We somehow should be ready for this eventuality, although we should rather prefer that God comes to us in the usual ordinary ways—through the sacraments, doctrine of our faith, the usual events in our life, etc.
I say that we should prefer the ordinary ways because the extraordinary ways can also be pulled by evil spirits who can also appear to us, as St. Paul warned us, as angels of light. (cfr. 2 Cor 11,14) Thus, we have to be very discerning.
In any case, if it is truly God who pulls a surprise on us, he would normally tell us to remain calm and to reassure us that it is him who is doing so. This happened in that gospel episode of Christ walking on the water. Christ told his disciples, “Take courage, it is I; do not be afraid.”
Otherwise, if it is not God or any saint who is doing these extraordinary interventions, we would usually be led to some tense reaction, kind of disabling us to think and behave properly.
Also, we have to remember that the evil spirits can do nothing on us without the permission of God. And if God permits them, it is because a greater good can come out of them. The important thing to do is not to lose our faith in God. If we ever err in our judgments and discernment, but done in good faith, we can be sure that God will do everything to correct things for us.
The Book of Ezekiel mentions these reassuring words of God: “As surely as I live, declares the Sovereign Lord, I take no pleasure in the death of the wicked, but rather that they turn from their ways and live.” (33,11)

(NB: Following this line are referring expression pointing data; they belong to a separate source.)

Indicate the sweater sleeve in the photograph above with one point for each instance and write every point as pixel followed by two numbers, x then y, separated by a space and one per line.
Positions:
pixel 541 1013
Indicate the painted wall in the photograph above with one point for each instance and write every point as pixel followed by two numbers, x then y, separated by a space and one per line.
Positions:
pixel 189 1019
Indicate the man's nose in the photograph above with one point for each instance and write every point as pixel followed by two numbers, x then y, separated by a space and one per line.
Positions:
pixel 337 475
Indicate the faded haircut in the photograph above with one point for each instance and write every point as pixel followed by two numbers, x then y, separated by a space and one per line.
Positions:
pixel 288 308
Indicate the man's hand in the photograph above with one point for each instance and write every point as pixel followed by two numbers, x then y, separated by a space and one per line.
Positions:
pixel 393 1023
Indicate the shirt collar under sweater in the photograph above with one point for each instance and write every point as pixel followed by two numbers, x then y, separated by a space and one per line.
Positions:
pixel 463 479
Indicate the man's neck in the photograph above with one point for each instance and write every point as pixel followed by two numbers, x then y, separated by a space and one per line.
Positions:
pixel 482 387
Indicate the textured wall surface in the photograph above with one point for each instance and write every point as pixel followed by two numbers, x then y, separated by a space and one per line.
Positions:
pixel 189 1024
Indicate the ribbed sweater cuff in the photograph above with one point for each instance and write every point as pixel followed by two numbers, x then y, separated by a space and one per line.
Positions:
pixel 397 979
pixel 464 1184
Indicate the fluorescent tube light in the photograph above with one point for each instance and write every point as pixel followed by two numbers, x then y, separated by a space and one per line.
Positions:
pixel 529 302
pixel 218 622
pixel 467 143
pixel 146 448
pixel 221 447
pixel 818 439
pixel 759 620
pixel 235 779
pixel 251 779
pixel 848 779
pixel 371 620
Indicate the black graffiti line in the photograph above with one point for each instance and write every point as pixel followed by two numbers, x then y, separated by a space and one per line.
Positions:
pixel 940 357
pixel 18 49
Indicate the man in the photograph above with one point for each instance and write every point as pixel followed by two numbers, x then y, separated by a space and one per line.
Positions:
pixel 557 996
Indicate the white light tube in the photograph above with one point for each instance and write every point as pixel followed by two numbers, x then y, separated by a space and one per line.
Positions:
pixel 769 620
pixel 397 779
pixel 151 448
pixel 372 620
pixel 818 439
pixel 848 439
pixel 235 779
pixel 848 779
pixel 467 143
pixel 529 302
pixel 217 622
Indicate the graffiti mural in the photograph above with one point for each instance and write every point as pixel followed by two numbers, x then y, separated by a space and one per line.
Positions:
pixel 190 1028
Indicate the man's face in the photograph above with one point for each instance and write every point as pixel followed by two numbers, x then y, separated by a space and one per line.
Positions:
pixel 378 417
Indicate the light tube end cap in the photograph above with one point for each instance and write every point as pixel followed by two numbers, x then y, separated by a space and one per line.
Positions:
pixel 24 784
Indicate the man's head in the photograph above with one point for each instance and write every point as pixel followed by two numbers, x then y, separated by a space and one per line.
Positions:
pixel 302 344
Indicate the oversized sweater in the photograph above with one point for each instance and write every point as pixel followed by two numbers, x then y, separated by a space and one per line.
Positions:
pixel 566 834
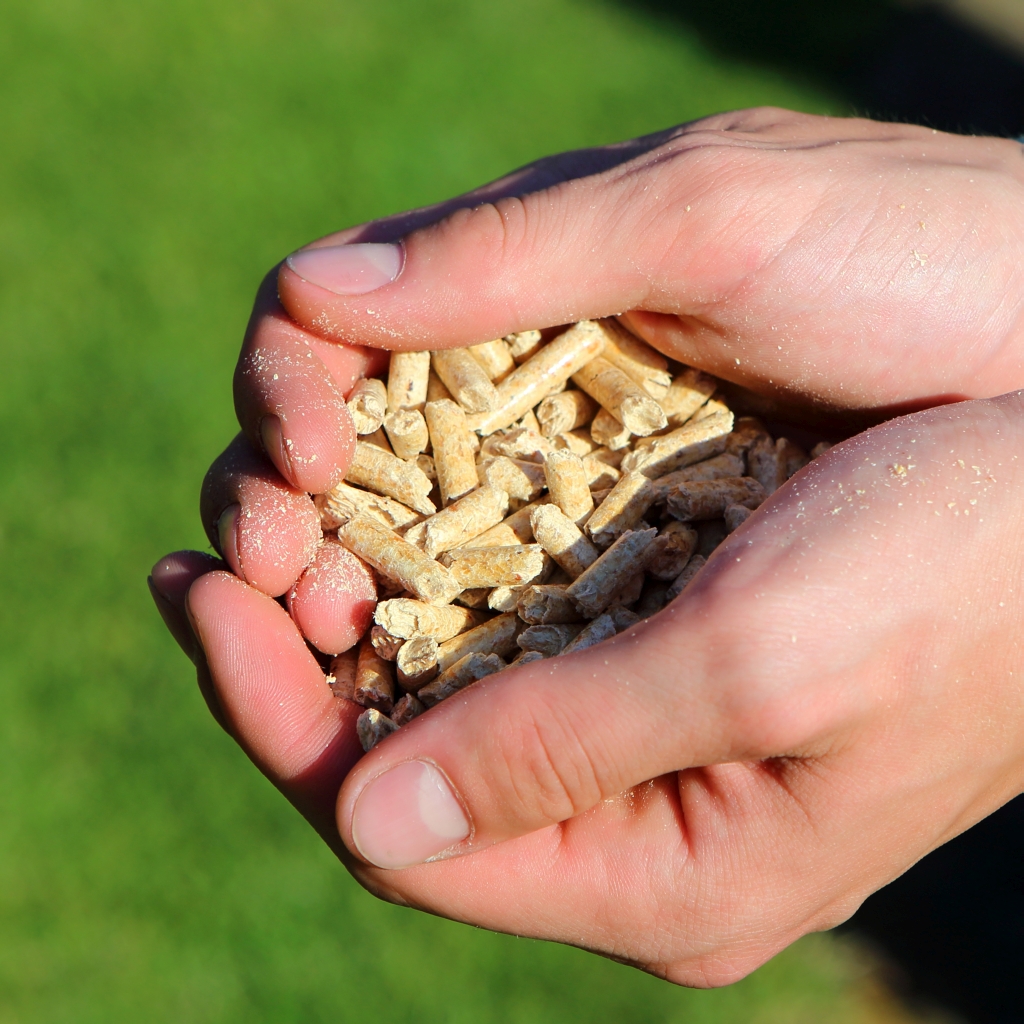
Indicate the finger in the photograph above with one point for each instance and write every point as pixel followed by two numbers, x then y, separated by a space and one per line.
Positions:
pixel 743 666
pixel 550 740
pixel 772 238
pixel 333 601
pixel 643 224
pixel 290 389
pixel 275 698
pixel 266 530
pixel 169 583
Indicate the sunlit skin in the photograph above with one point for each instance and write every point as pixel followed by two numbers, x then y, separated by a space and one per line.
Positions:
pixel 840 690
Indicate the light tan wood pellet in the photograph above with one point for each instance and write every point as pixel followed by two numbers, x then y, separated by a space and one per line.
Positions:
pixel 386 645
pixel 549 639
pixel 368 404
pixel 523 481
pixel 606 431
pixel 568 485
pixel 461 521
pixel 507 598
pixel 376 470
pixel 372 727
pixel 407 430
pixel 547 603
pixel 735 516
pixel 519 442
pixel 398 560
pixel 623 509
pixel 465 378
pixel 341 675
pixel 459 676
pixel 374 679
pixel 693 566
pixel 690 443
pixel 551 367
pixel 529 421
pixel 407 380
pixel 745 431
pixel 557 458
pixel 379 439
pixel 688 391
pixel 621 396
pixel 407 619
pixel 562 540
pixel 454 451
pixel 495 636
pixel 713 407
pixel 523 345
pixel 515 565
pixel 562 413
pixel 475 597
pixel 670 551
pixel 407 709
pixel 601 472
pixel 599 585
pixel 436 391
pixel 514 529
pixel 710 499
pixel 710 469
pixel 495 357
pixel 417 663
pixel 579 441
pixel 343 501
pixel 645 367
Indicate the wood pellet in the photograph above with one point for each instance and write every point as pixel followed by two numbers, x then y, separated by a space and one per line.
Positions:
pixel 530 497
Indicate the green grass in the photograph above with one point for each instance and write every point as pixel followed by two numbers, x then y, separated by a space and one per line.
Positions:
pixel 155 159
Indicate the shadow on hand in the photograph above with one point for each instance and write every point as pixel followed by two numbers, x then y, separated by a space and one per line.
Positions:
pixel 923 66
pixel 951 928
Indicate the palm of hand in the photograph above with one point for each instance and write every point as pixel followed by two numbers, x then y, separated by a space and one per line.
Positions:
pixel 794 708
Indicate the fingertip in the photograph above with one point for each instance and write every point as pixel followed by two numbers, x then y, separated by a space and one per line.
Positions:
pixel 169 583
pixel 333 602
pixel 227 534
pixel 275 531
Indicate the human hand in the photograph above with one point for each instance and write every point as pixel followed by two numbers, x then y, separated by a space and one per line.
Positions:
pixel 837 265
pixel 836 694
pixel 434 301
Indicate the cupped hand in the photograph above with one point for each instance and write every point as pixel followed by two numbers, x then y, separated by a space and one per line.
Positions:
pixel 840 264
pixel 835 696
pixel 838 693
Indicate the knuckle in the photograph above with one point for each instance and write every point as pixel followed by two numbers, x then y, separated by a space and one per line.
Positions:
pixel 547 772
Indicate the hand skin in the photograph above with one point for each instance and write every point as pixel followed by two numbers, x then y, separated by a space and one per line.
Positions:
pixel 839 692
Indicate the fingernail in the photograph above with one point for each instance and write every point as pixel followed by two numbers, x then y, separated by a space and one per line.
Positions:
pixel 407 815
pixel 227 535
pixel 352 269
pixel 273 444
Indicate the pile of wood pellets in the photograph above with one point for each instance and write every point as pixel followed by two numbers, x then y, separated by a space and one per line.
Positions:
pixel 527 498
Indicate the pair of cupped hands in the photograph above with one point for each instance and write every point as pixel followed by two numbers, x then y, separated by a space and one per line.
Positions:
pixel 842 688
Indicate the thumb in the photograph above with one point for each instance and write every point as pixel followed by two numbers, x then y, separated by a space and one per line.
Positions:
pixel 544 742
pixel 629 226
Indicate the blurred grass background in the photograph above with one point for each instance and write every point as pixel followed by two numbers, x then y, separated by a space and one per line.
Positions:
pixel 155 160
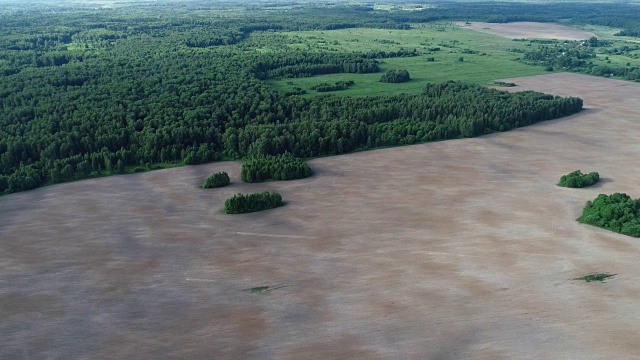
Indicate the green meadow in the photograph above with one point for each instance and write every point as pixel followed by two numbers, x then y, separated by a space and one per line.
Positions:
pixel 463 55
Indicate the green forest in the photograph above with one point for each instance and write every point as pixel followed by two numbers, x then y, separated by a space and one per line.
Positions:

We should learn the skill of determining the kind of spirit that is involved in these extraordinary events in our life. St. John was explicit as to which spirit is proper to us. “By this you know the Spirit of God: every spirit which confesses that Jesus Christ has come in the flesh is of God, and every spirit which does not confess Jesus is not of God. This is the spirit of antichrist, of which you heard that it was coming, and now it is in the world already.” (1 Jn 4,2-3)
St. Paul distinguished between the fruits of the Spirit of God and the works of the flesh dominated by the evil spirit. The former include love, joy, peace, patience, kindness, goodness, faithfulness, gentleness, self-control. (cfr Gal 5,22-23)
The latter include fornication, impurity, licentiousness, idolatry, sorcery, enmity, strife, jealousy, anger, selfishness, dissension, party spirit, envy, drunkenness, carousing. (cfr Gal 5,19-21)
We would somehow know the kind of spirit we have by the kind of thoughts, desires and loves we have. If we look more closely at how our consciousness works, what its usual contents are, what we are most aware of, we would have an idea of the kind of spirit we have. All we have to do is to see if our thoughts, desires and loves are those of the fruits of the spirit or the fruits of the flesh.